If you are looking for a quick guide and answers to frequently asked questions about the Jardin des Tuileries, or Tuileries Garden, scroll to the end!
New York has Central Park; Paris has the Tuileries gardens: an oasis of greenery in the heart of it all. I have been to Paris nearly 50 times in my life, and yet I never get tired of walking in, around, or through the Jardin des Tuileries, or Tuileries Garden. I count myself lucky to have stayed many times at a beautiful hotel located just steps away from the park.
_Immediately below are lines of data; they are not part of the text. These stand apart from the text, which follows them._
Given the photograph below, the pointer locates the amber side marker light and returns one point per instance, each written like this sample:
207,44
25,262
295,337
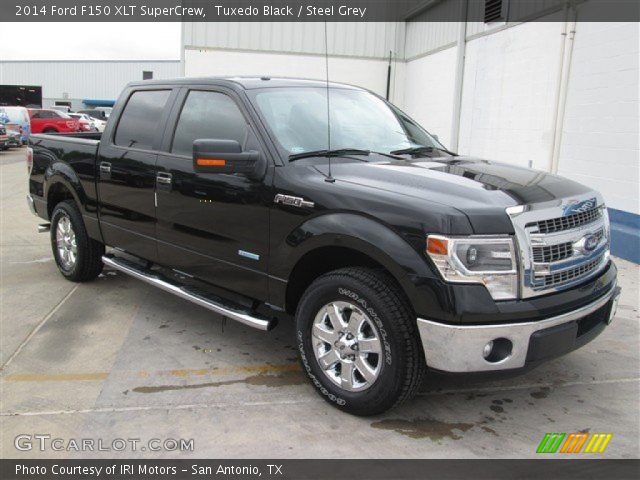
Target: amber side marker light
437,246
211,162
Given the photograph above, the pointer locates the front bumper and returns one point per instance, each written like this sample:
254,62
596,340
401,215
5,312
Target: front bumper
459,348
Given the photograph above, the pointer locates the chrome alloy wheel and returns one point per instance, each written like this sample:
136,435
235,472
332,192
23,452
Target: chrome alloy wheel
347,346
66,243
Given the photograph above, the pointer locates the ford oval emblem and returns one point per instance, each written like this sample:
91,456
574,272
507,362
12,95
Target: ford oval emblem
590,243
574,206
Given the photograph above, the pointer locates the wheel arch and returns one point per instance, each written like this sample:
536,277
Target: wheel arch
61,186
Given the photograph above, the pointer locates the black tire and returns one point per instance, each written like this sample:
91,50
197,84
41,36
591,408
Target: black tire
378,295
88,260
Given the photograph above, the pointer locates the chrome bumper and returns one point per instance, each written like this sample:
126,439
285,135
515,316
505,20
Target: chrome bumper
459,348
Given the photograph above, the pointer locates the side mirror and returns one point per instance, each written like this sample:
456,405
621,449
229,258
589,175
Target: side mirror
226,156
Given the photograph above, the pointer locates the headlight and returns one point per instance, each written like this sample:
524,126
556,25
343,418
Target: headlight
487,260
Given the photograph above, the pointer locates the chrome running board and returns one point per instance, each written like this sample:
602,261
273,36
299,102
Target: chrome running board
210,302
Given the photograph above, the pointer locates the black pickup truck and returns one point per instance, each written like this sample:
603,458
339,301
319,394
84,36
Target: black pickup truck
392,253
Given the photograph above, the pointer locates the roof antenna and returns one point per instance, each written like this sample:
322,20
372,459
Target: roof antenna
329,178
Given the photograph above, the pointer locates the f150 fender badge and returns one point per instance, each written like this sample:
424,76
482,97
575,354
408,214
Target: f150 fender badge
574,206
293,201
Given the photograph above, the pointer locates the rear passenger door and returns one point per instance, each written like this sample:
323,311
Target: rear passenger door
127,171
211,225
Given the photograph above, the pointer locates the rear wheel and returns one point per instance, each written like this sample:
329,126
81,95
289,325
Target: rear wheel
79,257
358,341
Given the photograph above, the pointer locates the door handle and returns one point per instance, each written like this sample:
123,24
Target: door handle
164,178
105,167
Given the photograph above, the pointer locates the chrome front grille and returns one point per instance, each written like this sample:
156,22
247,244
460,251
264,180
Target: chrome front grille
569,222
558,250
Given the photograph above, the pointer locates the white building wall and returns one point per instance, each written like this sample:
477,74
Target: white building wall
429,90
600,135
509,93
354,39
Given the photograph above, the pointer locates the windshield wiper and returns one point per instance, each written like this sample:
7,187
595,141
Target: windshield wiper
420,149
329,153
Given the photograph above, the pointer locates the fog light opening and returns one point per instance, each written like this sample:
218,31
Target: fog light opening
497,350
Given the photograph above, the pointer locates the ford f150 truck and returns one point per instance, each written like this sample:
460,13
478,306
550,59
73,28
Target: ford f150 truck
249,197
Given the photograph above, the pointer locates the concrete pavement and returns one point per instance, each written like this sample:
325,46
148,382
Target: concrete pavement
115,358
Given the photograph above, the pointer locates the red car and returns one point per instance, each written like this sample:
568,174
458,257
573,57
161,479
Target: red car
49,121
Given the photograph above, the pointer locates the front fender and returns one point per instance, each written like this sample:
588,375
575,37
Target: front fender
60,173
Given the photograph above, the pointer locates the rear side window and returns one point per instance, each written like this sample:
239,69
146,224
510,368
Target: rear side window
210,115
140,119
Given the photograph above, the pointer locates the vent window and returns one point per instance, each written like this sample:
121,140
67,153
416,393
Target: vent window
493,11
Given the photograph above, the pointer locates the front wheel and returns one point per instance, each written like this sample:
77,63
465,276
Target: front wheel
79,257
358,341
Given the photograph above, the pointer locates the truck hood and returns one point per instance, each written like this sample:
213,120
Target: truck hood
479,188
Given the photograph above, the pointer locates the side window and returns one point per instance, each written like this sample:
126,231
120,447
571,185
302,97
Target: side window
140,118
208,115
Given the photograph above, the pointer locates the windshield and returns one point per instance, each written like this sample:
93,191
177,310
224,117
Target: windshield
359,120
16,115
61,114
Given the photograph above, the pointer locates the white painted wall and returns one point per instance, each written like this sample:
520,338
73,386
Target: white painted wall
600,135
367,73
429,90
509,92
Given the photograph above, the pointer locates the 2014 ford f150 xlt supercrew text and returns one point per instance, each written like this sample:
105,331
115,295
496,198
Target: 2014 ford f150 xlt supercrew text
251,198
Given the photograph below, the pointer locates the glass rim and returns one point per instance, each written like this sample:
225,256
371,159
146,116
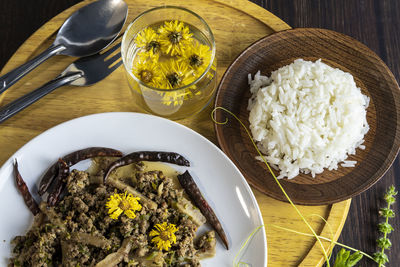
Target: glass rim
188,85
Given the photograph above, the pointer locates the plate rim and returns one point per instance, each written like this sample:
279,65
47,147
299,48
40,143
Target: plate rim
280,197
8,163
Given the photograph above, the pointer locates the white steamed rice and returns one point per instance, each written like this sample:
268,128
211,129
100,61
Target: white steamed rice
306,117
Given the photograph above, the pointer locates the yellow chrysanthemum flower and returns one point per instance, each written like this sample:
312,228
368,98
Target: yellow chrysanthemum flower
148,72
123,203
176,74
148,39
164,235
197,56
174,37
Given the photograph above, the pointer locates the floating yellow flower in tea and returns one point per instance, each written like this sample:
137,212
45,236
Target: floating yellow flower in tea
176,74
175,36
149,40
148,72
164,235
197,56
170,58
123,203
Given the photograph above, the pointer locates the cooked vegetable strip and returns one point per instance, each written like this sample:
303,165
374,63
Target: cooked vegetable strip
122,186
205,245
186,207
138,217
52,216
195,195
115,258
169,157
60,183
72,159
23,189
88,239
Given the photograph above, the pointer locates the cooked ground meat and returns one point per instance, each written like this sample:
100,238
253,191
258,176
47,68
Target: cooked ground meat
78,231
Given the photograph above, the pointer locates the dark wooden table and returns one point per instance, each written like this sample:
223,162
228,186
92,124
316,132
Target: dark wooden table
373,22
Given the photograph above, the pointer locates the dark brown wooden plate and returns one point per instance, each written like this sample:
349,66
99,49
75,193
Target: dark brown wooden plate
337,50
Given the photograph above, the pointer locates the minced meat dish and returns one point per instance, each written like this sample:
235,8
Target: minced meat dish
141,219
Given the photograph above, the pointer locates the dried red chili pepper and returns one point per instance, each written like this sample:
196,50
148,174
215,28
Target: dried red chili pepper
60,183
72,159
195,195
23,189
169,157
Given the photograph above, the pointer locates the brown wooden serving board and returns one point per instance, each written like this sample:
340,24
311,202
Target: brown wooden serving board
235,24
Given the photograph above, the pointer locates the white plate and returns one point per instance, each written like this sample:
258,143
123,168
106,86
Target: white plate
218,178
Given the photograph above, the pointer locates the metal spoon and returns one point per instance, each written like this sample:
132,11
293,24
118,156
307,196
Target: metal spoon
86,32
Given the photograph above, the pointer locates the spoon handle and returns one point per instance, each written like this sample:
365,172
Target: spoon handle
13,76
17,105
Still, I can tell you I can’t get enough of the magnificent views it offers. Besides, the people-watching in the area is top-notch!
Of course, there are the hordes of tourists, getting a breath of fresh air after their visit to the Louvre. But then, you will also encounter joggers, slaloming between the fashionistas making their way from the high-end boutiques surrounding Rue de Rivoli to Café Marly. Idle teenagers mix seamlessly with corporate workers in well-tailored suits on an impromptu picnic during their lunch break. There is even an unofficial dog park in one of the grassy lawns near the Place du Carousel, where you can frequently find me lurking. The entire city seems to converge towards the iconic green chairs spread through the gardens as soon as there is a ray of sunshine.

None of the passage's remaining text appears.